Illumination bloomed in the room, emanating from the crystal chandelier in the center of the high ceiling. The bed was across the way, strewn with pale blue linens that had white and gold accents, and sporting enough pillows to put a Macy’s display in the shade. The walls were papered with handmade Stark, the French scene of peach-and-yellow birds frolicking between blooming fruit trees something you could see down in the gardens during the good months. On the floor, the carpet was thick and of a cream that was so pale, it was nearly white, and the drapes framing the windows were the pale blue of a summer dress and just as diaphanous.
The decor was perfect for a young female of worth.
And yet Allishon’s possessions were the off-notes in the room: a black robe that was part priest, part demon worshipper; a crystal skull on the mantel over the fireplace; books with black and blood-red leather covers scattered in the far corner by a tapestry-covered pallet. There were also chunky black boots that were tall enough to go up over the knee … a high-heeled shoe without a mate that had a gun for a heel … black duffel bags filled with God only knew what else.

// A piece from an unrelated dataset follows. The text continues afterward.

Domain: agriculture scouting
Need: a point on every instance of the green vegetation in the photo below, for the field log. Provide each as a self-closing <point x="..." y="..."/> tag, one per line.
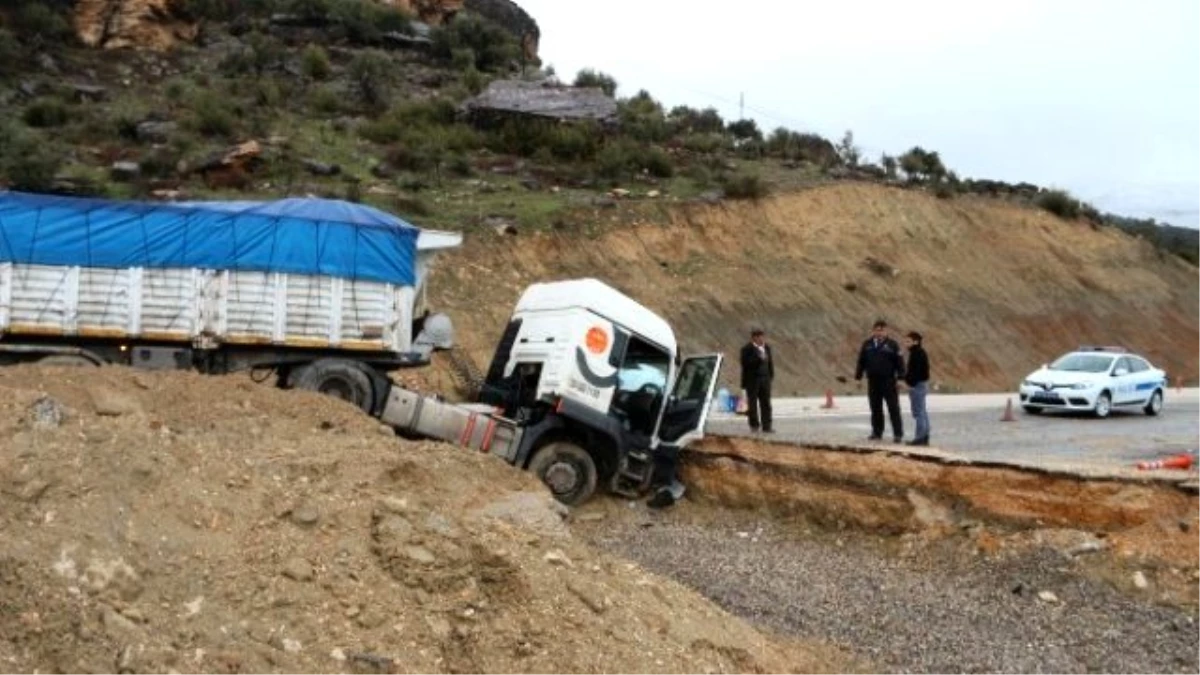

It was hard not to see the evidence of her cousin’s other life like potholes in a perfectly paved road. But how judgmental was that.
“No way to think,” she groaned as she rubbed her stiff neck.
The reality, though, was that something evil had come across Allishon’s path as she had searched for herself on the wild side. And that was Felixe’s point, wasn’t it.
Elise frowned as she thought about that trainee with the tattoos. He was everything that her sire was worried about her finding. Except she hadn’t met him at university—and that was her point.
“Just as well,” she muttered to the vacant room. “I’m not going to see him again.”